Dariusz Szpakowski w niedzielę po raz ostatni w karierze skomentował finał piłkarskich mistrzostw świata. TVP Sport umieściło nagranie, które pokazuje jak wzruszające dla dziennikarza było pożegnanie z mundialem.
Finał piłkarskich mistrzostw świata w Katarze został już okrzyknięty jednym z największych futbolowych widowisk w dziejach. Dla Dariusza Szpakowskiego mecz Francji z Argentyną stanowił natomiast zwieńczenie jego przygody z mundialami. Był to dwunasty turniej tej rangi, który komentował Szpakowski. Rozpoczynał w 1978 roku - był wówczas jeszcze związany z polskim radiem, dla telewizji rozpoczął pracę od mundialu w Meksyku w 1986 roku.
Musieliśmy to zrobić... Ten jeden, ostatni raz – 𝐊𝐔𝐋𝐈𝐒𝐘 𝐊𝐎𝐌𝐄𝐍𝐓𝐀𝐑𝐙𝐀 𝐋𝐄𝐆𝐄𝐍𝐃𝐘 💔 pic.twitter.com/utOqa0k2aw
— TVP SPORT (@sport_tvppl) December 19, 2022
Nie mówię żegnaj, ale do widzenia, do usłyszenia, cześć. Gdzieś, co jakiś czas chciałbym jeszcze być z Państwem. Przepraszam za wszelkie pomyłki, potknięcia, przejęzyczenia w czasie tych komentarzy z dwunastu finałów, ale bycie w Państwa domach było zaszczytem, przyjemnością i też wyróżnieniem. Dziś mogę powiedzieć, z finałów mistrzostw świata, pożegnalne: "Halo, Warszawa"

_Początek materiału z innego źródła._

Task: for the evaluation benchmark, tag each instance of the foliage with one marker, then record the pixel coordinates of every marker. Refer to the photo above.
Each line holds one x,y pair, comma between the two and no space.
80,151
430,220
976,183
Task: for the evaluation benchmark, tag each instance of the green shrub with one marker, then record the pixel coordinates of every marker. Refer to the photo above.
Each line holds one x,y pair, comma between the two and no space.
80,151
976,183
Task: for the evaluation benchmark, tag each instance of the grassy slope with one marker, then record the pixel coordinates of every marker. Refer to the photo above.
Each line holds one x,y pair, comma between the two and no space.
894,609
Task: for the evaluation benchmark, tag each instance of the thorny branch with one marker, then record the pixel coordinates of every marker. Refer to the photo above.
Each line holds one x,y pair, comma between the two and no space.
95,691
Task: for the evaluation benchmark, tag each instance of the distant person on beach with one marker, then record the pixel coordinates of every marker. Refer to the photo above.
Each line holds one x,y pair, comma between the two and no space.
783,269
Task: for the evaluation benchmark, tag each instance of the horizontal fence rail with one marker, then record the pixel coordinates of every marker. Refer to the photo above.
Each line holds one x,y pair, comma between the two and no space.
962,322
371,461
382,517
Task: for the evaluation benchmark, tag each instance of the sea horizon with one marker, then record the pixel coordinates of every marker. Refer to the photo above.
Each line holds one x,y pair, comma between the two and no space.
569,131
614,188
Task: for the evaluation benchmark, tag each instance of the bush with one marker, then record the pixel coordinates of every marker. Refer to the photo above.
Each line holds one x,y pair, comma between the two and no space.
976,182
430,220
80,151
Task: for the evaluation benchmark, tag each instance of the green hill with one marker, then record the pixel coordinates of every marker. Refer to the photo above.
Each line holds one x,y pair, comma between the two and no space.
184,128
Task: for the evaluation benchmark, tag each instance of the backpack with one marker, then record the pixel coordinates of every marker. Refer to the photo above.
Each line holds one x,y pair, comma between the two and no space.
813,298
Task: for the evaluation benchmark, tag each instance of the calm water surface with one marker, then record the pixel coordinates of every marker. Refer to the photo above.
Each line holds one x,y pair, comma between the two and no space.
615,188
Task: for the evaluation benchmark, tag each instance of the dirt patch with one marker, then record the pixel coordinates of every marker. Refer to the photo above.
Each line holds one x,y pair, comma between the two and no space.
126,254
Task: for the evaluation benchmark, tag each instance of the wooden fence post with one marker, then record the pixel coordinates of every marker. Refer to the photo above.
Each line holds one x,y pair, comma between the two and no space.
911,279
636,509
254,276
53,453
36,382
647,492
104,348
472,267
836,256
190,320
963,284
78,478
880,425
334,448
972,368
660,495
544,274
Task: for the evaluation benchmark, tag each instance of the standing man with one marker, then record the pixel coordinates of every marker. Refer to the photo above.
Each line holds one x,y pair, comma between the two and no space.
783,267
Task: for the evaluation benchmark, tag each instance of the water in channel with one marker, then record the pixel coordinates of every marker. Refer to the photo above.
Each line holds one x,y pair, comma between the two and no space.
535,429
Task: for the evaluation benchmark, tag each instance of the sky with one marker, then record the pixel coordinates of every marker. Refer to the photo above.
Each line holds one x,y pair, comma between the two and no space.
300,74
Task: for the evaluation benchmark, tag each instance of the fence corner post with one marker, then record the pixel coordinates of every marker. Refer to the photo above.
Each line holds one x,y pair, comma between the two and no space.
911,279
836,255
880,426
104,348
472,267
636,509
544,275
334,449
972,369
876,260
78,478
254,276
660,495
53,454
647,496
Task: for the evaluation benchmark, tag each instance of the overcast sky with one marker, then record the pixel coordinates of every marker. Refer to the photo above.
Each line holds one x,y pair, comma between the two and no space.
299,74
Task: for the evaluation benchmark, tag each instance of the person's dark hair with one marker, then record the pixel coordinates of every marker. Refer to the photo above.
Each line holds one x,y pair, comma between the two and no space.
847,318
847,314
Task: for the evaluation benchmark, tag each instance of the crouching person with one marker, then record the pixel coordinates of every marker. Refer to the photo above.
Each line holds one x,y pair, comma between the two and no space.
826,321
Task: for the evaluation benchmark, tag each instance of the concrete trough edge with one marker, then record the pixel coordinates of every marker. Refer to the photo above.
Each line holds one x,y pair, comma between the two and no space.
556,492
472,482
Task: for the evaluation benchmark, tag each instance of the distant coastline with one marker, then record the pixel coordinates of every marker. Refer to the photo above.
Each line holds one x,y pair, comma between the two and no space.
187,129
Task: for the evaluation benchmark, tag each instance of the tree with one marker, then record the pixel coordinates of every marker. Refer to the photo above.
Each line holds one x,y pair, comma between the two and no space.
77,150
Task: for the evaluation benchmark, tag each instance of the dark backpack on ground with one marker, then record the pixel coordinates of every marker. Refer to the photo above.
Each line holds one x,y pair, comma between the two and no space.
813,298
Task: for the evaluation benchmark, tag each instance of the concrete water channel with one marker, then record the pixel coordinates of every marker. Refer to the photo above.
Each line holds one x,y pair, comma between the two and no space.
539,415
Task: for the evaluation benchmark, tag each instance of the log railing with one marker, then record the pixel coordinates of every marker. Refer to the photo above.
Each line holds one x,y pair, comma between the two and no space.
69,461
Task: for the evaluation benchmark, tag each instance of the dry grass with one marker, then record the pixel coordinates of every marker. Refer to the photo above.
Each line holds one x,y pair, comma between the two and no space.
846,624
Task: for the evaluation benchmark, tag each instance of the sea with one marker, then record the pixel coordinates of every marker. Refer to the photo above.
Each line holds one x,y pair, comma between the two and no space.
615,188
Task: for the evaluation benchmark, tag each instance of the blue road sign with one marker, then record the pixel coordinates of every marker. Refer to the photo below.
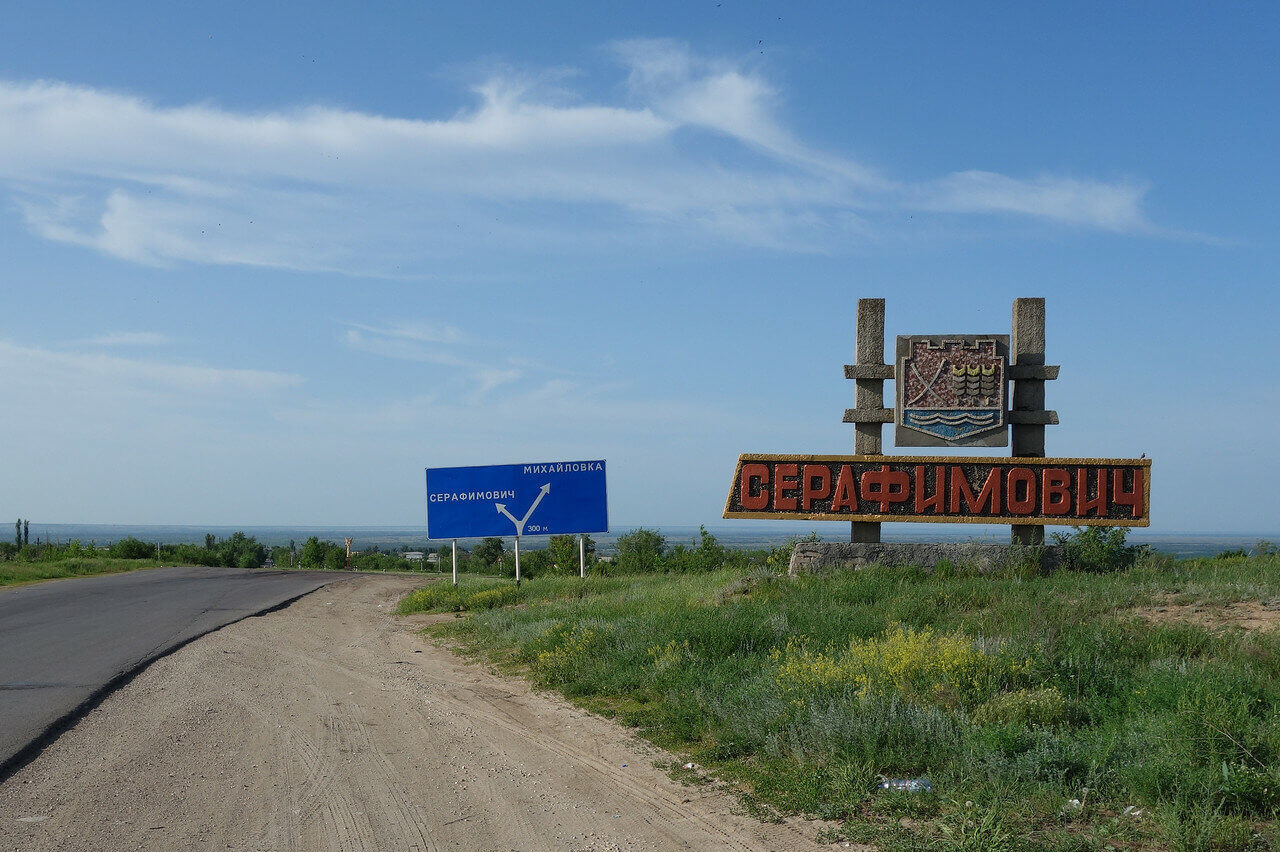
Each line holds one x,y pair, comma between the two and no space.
540,499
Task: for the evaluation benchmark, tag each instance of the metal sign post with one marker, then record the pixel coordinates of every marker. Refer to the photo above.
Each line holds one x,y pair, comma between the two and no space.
517,559
542,499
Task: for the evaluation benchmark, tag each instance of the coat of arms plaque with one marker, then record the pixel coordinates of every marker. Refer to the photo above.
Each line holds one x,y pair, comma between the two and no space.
951,390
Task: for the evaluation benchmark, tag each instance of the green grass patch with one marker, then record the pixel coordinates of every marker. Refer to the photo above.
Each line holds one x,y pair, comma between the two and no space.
1046,711
16,573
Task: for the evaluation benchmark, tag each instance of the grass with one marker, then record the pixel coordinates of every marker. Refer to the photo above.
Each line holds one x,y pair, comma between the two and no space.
1045,711
17,573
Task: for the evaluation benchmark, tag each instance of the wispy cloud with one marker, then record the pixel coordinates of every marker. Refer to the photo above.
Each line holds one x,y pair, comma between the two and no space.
433,344
127,339
50,369
525,169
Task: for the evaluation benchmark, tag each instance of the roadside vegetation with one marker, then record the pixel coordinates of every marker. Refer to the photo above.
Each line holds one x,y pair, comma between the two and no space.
23,562
1128,702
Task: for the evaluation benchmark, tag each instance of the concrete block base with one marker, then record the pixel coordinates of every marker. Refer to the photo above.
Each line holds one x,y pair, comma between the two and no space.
821,557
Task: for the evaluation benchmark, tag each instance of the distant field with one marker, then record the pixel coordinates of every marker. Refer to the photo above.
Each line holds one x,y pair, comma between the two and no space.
1132,710
736,535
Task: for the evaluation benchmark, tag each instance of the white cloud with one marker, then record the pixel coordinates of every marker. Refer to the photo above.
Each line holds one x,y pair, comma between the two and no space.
524,170
1111,206
54,371
127,339
433,344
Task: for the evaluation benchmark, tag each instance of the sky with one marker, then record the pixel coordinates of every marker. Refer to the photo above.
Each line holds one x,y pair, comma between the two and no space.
264,264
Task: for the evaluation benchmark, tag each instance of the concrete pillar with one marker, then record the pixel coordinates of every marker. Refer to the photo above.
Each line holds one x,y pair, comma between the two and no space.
1027,348
869,394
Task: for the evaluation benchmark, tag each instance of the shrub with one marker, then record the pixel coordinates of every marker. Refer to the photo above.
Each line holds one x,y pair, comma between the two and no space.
640,550
919,664
1249,789
434,598
492,598
1043,706
1097,549
132,548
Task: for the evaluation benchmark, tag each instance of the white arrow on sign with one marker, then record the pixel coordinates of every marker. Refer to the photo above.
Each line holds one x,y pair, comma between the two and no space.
520,525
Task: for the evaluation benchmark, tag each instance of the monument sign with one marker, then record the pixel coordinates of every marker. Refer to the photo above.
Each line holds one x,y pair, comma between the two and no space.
964,390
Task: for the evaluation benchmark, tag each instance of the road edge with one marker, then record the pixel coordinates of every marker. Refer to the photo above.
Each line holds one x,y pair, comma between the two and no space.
14,764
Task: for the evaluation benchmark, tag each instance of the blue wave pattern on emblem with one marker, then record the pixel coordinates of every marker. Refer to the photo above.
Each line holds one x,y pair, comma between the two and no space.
950,424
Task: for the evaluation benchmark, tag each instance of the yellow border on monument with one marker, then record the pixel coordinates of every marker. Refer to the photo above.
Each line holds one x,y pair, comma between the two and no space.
944,459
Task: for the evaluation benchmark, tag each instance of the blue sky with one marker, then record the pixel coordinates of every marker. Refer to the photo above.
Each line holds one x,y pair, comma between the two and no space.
264,268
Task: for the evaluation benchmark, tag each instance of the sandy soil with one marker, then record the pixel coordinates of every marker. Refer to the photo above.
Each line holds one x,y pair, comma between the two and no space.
1246,614
330,725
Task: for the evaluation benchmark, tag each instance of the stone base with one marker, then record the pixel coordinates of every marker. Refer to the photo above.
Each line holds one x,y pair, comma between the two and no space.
821,557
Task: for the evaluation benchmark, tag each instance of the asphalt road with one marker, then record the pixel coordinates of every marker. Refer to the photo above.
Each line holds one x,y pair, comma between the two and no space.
64,642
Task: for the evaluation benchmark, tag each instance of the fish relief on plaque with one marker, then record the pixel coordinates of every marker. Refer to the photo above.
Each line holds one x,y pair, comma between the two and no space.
951,390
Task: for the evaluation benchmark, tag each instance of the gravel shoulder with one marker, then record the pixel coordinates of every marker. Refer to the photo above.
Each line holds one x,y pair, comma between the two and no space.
332,725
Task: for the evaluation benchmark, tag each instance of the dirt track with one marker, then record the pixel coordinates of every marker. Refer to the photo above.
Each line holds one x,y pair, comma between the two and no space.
330,725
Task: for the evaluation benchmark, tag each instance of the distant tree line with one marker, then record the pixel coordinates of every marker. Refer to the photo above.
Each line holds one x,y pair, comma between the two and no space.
640,550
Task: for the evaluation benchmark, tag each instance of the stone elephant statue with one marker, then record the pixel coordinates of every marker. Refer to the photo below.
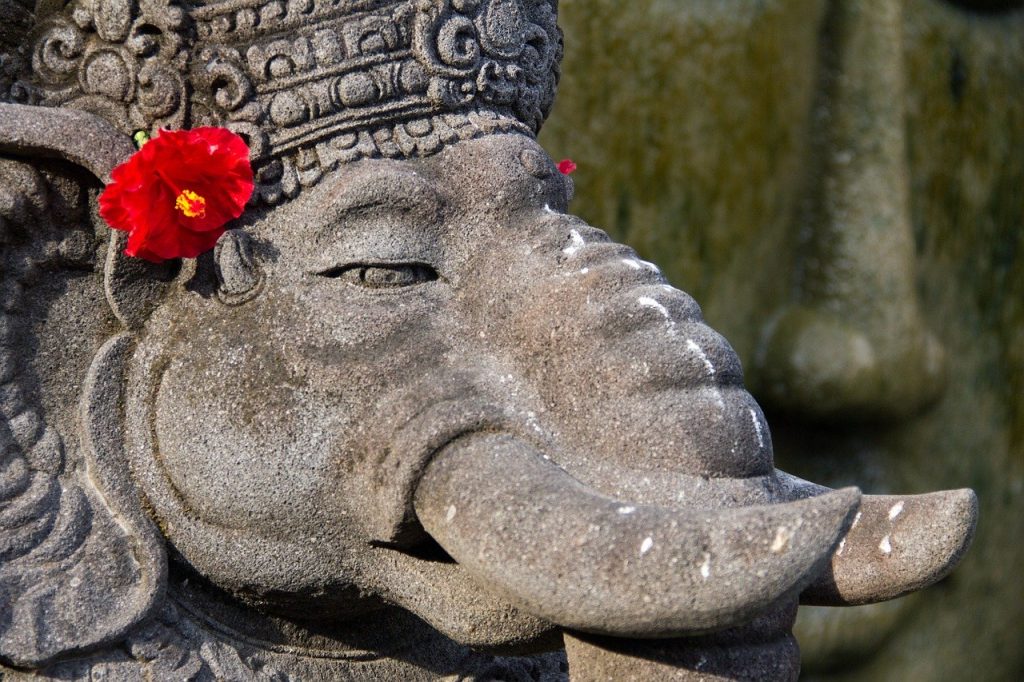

- mówił Szpakowski po finale katarskiego mundialu.
Dla komentatora nie oznacza to jednak definitywnego końca pracy. Już teraz zapowiedział, że chce pozostać aktywny zawodowo przynajmniej do czasu mistrzostw Europy w 2024 roku. Wykluczył jednak udział w kolejnym mundialu.
Za cztery lata będę miał 76 lat. Uważam, że trzeba się żegnać będąc w formie. Starałem się najlepiej, jak mogłem. Myślę, że pożegnałem się z mistrzostwami świata we właściwym momencie, bo za cztery lata to już będzie za późno. Dziękuję Telewizji Polskiej za szansę, mojej rodzinie, patrzącym z góry mamie i tacie
- stwierdził w rozmowie z "WP Sportowe Fakty".